A Lens into Interpretable Transformer Mistakes via Semantic Dependency

Published: 01 May 2025, Last Modified: 18 Jun 2025ICML 2025 posterEveryoneRevisionsBibTeXCC BY 4.0
Abstract: Semantic Dependency refers to the relationship between words in a sentence where the meaning of one word depends on another, which is important for natural language understanding. In this paper, we investigate the role of semantic dependencies in answering questions for transformer models, which is achieved by analyzing how token values shift in response to changes in semantics. Through extensive experiments on models including the BERT series, GPT, and LLaMA, we uncover the following key findings: 1). Most tokens primarily retain their original semantic information even as they propagate through multiple layers. 2). Models can encode truthful semantic dependencies in tokens in the final layer. 3). Mistakes in model answers often stem from specific tokens encoded with incorrect semantic dependencies. Furthermore, we found that addressing the incorrectness by directly adjusting parameters is challenging because the same parameters can encode both correct and incorrect semantic dependencies depending on the context. Our findings provide insights into the causes of incorrect information generation in transformers and help the future development of robust and reliable models.

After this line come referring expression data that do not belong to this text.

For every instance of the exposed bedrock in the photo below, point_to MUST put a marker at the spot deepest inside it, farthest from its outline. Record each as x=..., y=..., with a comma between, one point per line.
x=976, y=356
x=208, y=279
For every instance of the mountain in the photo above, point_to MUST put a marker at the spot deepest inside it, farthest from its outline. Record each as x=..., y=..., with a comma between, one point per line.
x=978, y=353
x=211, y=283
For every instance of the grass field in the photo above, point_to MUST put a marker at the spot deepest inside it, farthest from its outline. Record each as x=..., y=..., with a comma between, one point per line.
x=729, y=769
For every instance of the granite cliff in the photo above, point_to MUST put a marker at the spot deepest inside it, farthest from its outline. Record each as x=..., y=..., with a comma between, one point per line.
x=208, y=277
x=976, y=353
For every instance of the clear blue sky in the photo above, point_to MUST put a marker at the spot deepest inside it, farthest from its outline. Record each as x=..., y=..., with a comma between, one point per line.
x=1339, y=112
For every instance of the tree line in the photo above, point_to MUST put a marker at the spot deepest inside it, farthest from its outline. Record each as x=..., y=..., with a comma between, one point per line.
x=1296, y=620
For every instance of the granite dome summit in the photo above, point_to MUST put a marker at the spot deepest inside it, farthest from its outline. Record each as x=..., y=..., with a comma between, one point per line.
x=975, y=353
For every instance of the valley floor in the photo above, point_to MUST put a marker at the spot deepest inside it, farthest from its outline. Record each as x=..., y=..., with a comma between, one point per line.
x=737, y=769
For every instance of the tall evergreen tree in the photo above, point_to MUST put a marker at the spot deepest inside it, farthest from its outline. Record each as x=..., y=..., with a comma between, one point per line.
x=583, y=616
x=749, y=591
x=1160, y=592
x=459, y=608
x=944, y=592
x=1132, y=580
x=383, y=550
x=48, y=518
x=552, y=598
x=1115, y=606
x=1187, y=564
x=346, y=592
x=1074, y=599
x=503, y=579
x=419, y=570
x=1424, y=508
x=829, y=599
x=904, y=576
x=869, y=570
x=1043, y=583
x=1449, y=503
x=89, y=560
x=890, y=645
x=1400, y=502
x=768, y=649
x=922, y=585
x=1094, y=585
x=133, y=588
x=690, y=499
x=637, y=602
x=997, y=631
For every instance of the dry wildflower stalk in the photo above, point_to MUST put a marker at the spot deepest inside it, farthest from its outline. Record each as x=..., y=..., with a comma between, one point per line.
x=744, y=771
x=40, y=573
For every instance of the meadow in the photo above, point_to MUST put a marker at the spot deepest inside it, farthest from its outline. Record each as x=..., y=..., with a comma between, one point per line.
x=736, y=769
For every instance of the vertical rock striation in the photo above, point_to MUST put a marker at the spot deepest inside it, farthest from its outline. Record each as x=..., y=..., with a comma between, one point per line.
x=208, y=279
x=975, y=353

Lay Summary: Semantic dependency is vital for computers to understand language. It refers to the relationship between words in a sentence, where the meaning of one word depends on another. In this study, we explore how popular language models (like BERT, GPT, and LLaMA) understand these dependencies and why they sometimes make mistakes. We discovered that even after processing through many layers, most final-layer tokens still retain their original semantic meanings. Moreover, in the final step, the models do a good job of capturing real and truthful word relationships. However, when these models make mistakes, it is often because some words are encoded with incorrect dependencies. Fixing these mistakes is not as simple as pruning some parameters, because the same parameters can encode both correct and incorrect dependencies depending on the context. Our findings provide insights into the causes of incorrect information generation in models and can help future researchers develop more accurate and reliable AI systems.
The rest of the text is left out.